KEY POINTS:
The Government's crime reduction strategy is the same as it was six years ago, despite a hard-hitting report finding it "no longer fit for purpose".
The strategy sets out seven priority areas such as family violence or youth offending that are to be targeted through "whole-of-Government" action.
National calls it "thin air" and last night said the strategy would be scrapped if it became the Government.
The strategy was introduced in 2002 and has stayed in place despite being found to be failing in an independent "stocktake report" the Ministry of Justice commissioned in 2006.
The Herald has obtained the report, by British crime prevention consultant Dr Sohail Husain. It said the strategy "was not effectively giving strategic direction to crime-reduction activity".
Dr Husain said if the Government took no action it would be "ignoring an opportunity to improve service in an area of significant public concern" and be "poorly positioned to respond to changes in national or international conditions that create upward pressure on trends [such as economic downturn]".
He said that when the strategy was developed in 2001 it was meant to be an "overarching framework" but it was "debatable whether a strategy was ever properly formulated" and there was little evidence it had any impact.
He said there was "no definitive published strategy document", targets were not defined and it did not have a high enough profile.

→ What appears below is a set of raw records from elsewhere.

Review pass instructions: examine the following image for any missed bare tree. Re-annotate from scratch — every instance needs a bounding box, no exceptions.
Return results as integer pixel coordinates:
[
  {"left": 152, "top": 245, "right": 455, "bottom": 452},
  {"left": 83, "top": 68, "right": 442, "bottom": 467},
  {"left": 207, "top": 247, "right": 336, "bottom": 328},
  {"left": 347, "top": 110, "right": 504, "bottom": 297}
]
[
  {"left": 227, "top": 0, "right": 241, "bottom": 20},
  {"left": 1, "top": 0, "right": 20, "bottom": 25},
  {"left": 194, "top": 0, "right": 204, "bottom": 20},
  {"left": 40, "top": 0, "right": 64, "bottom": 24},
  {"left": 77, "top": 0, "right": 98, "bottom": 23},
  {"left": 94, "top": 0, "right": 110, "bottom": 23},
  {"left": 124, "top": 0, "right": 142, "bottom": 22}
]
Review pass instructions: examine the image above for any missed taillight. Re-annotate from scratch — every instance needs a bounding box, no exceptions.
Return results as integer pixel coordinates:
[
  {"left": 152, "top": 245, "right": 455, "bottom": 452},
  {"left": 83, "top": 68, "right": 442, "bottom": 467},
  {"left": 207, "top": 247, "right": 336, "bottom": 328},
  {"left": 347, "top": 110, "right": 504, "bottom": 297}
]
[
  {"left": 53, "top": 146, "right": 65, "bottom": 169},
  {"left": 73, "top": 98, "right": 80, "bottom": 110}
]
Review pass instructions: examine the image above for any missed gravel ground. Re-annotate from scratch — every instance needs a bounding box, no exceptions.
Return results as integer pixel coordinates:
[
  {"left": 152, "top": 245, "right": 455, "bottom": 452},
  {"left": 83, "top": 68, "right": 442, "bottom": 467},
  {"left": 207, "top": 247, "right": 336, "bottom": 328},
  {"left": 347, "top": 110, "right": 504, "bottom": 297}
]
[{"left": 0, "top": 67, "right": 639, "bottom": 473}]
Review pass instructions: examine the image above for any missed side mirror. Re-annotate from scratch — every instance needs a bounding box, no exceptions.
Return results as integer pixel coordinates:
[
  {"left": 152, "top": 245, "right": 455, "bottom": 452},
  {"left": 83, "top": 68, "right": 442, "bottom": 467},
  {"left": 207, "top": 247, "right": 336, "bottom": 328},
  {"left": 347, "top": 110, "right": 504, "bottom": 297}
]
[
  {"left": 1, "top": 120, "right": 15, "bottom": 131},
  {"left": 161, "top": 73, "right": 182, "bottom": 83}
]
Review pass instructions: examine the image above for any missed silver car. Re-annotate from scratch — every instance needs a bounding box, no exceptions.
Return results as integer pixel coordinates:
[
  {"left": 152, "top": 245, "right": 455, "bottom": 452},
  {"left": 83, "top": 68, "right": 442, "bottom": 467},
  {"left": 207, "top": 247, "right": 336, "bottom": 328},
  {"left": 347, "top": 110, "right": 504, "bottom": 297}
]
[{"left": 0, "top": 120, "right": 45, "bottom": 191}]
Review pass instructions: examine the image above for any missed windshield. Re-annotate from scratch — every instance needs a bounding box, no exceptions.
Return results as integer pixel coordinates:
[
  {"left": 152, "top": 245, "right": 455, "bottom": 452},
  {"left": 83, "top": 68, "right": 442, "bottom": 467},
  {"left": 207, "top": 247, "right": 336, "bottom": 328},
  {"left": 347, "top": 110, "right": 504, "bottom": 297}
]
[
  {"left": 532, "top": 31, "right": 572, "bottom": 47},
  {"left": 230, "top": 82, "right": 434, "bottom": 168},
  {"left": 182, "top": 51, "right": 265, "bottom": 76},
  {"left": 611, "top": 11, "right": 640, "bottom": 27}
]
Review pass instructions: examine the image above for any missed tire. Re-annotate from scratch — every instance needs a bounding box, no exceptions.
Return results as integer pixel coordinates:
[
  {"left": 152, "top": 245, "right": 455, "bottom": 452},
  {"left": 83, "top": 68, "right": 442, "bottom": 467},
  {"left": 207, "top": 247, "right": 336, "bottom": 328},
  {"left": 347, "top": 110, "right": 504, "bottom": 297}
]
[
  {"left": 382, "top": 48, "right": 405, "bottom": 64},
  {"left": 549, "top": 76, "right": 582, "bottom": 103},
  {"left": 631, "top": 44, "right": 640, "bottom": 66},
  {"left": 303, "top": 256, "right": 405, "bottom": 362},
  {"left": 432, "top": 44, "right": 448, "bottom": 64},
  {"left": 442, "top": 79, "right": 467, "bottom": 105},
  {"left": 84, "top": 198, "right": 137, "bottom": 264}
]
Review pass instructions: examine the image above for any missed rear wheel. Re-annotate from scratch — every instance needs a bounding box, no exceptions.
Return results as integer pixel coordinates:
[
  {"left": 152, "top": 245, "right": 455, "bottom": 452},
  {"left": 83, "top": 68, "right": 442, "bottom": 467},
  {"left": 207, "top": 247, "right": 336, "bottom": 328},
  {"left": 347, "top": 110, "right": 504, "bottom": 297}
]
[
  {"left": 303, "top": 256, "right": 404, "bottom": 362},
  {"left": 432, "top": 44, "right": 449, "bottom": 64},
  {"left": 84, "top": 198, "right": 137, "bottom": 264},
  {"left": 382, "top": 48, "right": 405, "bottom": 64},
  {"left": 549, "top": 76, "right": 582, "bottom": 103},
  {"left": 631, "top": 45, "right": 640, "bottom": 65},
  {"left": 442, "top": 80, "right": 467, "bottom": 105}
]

The strategy's priority areas include family violence, general violence, serious traffic offending, youth offending, burglary, theft and organised crime.
Dr Husain found that any progress in the areas could not be attributed to the strategy, and any underachievement had not been corrected by it either.
The strategy was also criticised in a 2006 Treasury report, which found it lacked focus and needed tangible goals.
The Ministry of Justice yesterday said that while Dr Husain's report was acknowledged, it would not change the original strategy.